The company is listed on the Tokyo and Nagoya Stock Exchange.

== Business segments and major projects ==
PentaOcean Construction is involved in numerous projects in Japan and overseas. The construction division is engaged in the development of railroads, sewerage systems, airports, harbors, roads, bridges, office and residential buildings, warehouses, plants and electric power stations.

The real estate division is engaged in real estate development and leasing. Other operations include the sale of construction materials and machinery, leasing and shipbuilding.

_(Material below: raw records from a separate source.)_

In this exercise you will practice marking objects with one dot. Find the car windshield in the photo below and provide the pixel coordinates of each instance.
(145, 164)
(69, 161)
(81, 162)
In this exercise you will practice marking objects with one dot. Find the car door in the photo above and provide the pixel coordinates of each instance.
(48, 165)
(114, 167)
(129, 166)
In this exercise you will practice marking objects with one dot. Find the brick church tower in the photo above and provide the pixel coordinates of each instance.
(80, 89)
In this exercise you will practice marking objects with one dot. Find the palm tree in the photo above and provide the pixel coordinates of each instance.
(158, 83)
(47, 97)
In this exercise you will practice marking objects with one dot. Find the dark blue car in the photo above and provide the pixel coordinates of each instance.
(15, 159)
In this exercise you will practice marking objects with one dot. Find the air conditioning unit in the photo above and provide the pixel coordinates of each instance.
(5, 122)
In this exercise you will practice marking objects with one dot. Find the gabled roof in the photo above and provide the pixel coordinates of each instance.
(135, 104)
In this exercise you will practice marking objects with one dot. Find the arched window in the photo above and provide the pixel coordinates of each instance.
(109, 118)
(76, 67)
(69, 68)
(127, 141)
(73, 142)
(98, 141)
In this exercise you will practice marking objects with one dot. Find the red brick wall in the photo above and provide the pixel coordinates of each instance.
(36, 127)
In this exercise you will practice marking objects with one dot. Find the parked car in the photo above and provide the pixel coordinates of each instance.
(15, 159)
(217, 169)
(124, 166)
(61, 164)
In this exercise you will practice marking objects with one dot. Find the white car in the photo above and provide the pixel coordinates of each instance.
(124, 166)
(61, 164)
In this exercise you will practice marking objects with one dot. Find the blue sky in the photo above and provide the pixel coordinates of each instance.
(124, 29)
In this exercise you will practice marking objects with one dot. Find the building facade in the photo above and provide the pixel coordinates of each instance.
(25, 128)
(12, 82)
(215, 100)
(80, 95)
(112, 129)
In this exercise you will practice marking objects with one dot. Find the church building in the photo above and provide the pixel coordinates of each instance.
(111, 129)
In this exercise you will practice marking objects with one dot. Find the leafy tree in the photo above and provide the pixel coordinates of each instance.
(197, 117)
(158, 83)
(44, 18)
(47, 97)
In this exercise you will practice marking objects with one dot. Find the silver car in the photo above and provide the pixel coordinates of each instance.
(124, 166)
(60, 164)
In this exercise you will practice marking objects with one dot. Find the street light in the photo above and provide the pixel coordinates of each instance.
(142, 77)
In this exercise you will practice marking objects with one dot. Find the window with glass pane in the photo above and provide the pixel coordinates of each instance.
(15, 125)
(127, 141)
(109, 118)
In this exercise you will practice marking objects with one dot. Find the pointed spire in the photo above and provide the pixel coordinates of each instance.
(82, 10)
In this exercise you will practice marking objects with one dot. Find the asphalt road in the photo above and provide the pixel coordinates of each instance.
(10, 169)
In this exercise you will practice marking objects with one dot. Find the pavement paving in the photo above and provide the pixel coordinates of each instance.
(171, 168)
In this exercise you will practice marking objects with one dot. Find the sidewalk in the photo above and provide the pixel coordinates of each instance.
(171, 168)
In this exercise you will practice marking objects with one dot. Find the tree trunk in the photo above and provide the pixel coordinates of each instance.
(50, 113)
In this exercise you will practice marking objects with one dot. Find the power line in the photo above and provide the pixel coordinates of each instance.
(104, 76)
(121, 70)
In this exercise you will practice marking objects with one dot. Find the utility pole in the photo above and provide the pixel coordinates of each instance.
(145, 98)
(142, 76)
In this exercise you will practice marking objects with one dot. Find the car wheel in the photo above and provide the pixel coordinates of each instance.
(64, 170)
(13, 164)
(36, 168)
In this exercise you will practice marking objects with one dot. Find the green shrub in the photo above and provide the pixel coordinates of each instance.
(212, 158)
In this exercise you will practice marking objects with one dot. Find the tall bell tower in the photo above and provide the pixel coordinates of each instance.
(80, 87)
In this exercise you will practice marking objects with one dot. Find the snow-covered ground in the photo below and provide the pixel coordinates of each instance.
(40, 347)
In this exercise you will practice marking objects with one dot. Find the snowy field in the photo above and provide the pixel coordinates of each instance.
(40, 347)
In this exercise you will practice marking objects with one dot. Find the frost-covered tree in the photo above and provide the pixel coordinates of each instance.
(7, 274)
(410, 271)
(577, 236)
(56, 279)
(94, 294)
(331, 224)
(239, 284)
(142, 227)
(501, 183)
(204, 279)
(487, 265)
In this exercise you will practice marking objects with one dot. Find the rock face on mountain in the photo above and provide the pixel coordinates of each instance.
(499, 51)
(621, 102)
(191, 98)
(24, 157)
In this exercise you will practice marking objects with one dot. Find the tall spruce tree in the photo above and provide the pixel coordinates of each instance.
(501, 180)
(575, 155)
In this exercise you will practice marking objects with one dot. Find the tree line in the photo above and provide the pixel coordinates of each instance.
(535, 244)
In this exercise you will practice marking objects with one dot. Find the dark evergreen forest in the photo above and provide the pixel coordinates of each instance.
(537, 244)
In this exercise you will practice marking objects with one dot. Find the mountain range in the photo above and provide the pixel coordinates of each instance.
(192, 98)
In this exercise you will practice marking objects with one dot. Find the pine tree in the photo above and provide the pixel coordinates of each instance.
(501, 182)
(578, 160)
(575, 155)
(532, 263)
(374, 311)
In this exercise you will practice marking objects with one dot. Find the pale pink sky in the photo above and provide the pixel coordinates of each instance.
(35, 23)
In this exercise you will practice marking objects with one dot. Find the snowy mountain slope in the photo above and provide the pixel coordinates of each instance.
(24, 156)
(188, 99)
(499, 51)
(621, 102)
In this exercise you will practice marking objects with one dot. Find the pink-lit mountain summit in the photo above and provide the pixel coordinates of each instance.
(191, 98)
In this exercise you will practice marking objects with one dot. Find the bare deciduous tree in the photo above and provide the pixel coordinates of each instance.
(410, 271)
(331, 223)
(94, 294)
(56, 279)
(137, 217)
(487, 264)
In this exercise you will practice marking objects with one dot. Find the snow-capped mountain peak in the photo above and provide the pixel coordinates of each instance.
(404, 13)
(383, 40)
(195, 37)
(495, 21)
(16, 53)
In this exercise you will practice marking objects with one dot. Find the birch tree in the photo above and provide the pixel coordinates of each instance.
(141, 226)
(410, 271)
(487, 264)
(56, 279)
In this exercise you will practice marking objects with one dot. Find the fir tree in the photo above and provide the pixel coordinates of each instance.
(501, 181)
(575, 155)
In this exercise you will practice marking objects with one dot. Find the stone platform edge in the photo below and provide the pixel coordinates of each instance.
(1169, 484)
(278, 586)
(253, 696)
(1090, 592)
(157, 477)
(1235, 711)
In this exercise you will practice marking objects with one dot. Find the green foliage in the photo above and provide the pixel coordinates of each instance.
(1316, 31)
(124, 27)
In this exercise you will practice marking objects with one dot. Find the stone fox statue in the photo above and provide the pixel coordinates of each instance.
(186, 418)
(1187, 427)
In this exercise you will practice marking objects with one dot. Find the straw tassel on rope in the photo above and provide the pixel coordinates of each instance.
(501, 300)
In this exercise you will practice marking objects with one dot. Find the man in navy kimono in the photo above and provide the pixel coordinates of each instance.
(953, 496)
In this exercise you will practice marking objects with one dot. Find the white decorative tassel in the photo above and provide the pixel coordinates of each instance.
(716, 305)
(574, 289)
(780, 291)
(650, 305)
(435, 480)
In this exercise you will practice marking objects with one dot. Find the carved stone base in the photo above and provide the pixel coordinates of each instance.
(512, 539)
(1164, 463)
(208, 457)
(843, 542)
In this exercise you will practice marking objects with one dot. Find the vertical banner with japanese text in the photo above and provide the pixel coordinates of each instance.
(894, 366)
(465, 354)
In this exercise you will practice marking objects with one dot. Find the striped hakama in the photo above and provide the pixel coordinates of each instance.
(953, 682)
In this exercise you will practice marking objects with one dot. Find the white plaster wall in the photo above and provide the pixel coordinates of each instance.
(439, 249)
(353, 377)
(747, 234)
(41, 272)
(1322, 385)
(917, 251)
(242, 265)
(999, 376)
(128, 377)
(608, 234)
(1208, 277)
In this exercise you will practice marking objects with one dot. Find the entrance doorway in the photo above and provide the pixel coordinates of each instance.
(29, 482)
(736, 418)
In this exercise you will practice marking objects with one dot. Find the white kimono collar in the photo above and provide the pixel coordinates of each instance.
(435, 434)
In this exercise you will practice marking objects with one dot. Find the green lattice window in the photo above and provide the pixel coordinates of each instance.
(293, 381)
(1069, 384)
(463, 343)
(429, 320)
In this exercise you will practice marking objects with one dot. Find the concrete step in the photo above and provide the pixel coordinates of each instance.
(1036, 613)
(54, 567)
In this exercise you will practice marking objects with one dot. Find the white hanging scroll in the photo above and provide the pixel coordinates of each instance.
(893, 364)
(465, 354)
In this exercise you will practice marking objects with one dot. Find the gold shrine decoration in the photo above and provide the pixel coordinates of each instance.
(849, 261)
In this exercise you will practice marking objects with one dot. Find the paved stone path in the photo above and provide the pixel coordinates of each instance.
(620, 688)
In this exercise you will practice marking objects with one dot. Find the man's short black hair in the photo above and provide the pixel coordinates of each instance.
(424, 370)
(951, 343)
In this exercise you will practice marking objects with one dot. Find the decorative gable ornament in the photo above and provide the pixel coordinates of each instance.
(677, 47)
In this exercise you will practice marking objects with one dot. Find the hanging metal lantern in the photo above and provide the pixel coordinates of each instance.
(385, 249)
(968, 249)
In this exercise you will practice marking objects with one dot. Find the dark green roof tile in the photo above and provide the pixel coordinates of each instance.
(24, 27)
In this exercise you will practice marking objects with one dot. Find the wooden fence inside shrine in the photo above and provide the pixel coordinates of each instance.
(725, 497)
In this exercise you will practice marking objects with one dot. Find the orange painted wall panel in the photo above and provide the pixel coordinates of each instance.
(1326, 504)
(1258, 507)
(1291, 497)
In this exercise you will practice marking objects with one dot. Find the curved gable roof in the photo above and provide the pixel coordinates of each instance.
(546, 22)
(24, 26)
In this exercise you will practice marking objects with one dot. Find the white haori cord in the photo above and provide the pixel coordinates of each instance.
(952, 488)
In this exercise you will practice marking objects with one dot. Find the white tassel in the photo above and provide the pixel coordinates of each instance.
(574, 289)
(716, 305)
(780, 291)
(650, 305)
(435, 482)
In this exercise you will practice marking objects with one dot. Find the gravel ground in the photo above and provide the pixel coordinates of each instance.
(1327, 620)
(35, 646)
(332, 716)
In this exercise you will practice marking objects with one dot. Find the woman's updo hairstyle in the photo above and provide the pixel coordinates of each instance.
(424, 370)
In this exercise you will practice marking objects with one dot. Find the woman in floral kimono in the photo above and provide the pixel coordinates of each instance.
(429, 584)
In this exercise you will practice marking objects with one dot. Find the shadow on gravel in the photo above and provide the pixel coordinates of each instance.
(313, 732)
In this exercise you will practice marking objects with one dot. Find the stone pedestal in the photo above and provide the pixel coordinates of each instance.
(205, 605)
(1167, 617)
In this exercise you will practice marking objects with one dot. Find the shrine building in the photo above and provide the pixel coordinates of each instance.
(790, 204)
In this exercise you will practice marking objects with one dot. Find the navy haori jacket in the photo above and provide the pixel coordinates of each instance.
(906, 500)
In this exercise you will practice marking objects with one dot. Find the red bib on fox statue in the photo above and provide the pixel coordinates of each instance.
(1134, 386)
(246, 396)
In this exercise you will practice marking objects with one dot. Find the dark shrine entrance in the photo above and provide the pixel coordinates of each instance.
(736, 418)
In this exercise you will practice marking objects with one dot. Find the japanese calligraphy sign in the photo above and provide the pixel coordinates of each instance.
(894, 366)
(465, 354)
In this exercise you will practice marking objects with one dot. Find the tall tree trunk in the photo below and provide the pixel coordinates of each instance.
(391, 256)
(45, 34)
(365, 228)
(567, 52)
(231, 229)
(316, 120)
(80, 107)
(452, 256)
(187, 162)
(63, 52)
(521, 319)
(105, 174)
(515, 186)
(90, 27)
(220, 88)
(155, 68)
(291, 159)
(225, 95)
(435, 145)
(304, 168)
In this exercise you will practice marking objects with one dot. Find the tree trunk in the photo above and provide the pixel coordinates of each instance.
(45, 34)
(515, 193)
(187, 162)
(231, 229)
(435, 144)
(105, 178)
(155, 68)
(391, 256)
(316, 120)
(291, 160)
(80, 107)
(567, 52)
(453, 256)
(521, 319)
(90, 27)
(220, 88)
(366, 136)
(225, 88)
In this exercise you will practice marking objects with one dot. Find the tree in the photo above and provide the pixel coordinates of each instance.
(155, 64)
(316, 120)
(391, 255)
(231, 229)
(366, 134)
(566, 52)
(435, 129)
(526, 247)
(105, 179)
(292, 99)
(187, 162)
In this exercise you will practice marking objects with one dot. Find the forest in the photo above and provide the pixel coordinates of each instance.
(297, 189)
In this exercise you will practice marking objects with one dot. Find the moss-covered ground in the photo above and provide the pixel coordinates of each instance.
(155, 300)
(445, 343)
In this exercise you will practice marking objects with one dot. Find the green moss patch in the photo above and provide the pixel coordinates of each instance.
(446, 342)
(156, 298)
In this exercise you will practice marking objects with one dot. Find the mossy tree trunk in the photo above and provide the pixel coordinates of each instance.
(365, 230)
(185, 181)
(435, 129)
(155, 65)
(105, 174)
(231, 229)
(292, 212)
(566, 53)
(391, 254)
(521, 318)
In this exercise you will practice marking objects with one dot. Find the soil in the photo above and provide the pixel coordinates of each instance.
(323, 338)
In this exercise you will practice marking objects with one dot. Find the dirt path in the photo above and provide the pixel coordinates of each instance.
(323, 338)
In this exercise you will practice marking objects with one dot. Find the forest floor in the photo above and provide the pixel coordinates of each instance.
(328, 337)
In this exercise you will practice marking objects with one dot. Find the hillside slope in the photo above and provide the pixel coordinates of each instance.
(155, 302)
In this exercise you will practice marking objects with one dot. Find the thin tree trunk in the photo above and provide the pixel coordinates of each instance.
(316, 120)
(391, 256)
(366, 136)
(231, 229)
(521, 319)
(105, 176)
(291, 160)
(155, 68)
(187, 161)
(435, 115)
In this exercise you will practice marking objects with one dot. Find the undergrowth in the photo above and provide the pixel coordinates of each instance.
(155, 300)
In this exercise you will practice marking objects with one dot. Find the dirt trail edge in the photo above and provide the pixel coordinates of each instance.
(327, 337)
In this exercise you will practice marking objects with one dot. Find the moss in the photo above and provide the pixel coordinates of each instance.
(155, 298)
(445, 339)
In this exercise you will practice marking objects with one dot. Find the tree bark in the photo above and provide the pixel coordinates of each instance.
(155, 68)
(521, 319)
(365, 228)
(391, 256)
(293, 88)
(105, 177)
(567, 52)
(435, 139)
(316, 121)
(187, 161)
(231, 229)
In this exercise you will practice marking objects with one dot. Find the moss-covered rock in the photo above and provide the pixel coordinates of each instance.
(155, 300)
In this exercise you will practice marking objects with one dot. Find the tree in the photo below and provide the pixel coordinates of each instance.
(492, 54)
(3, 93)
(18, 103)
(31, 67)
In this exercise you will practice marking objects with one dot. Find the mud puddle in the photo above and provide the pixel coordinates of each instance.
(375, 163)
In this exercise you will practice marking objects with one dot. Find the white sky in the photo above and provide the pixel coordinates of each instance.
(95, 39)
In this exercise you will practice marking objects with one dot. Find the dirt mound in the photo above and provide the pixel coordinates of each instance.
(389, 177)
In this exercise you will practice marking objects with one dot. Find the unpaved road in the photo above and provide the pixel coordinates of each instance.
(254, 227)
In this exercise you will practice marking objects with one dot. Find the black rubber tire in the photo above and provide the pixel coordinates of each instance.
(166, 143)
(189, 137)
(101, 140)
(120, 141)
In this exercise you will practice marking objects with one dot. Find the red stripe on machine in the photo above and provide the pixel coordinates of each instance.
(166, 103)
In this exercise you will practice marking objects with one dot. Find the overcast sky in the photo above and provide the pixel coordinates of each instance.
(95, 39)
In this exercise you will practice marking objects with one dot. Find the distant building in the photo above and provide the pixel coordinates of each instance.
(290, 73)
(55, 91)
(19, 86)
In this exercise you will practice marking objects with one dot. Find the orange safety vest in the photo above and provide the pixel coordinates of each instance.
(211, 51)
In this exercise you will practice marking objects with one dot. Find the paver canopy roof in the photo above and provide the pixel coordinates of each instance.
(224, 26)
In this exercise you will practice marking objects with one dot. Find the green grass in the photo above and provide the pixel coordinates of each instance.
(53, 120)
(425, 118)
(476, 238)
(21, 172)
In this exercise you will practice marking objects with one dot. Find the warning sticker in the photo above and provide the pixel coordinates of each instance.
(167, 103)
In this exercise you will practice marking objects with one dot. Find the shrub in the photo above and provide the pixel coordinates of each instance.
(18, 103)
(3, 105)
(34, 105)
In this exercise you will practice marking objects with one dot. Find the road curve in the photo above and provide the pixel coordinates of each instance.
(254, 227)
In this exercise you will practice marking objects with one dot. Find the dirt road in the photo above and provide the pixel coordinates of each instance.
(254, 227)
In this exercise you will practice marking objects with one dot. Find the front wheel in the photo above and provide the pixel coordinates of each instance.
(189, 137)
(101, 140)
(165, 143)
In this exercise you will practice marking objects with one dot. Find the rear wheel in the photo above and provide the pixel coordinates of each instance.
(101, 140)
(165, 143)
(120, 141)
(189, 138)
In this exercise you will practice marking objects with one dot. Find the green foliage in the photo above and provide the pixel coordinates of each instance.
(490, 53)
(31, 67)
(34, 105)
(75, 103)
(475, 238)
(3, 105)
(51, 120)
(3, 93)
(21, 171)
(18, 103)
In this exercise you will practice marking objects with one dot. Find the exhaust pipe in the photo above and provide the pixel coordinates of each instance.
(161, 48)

It was a major contractor for the land reclamation of Jurong Island, Pasir Panjang Container Terminal, Marina Bay reclamation, Tuas, Singapore Changi Airport reclamation projects in Singapore, the Esplanade in Singapore, widening and deepening of Suez Canal, West Rail for the Kowloon-Canton Railway, Patimban Deep Sea Port in Indonesia and a major contractor in the construction of Chubu International Airport and Kansai International Airport.

Among other construction includes Akinada Bridge in Hiroshima, the Nukui Dam in Hiroshima Prefecture, Rainbow Bridge, Tokyo Bay Aqua-Line, runway D of Haneda Airport in Tokyo, Prince of Wales Hospital in Hong Kong, VivoCity and ArtScience Museum in Singapore and South Container Terminal of Port of Constanţa in Romania.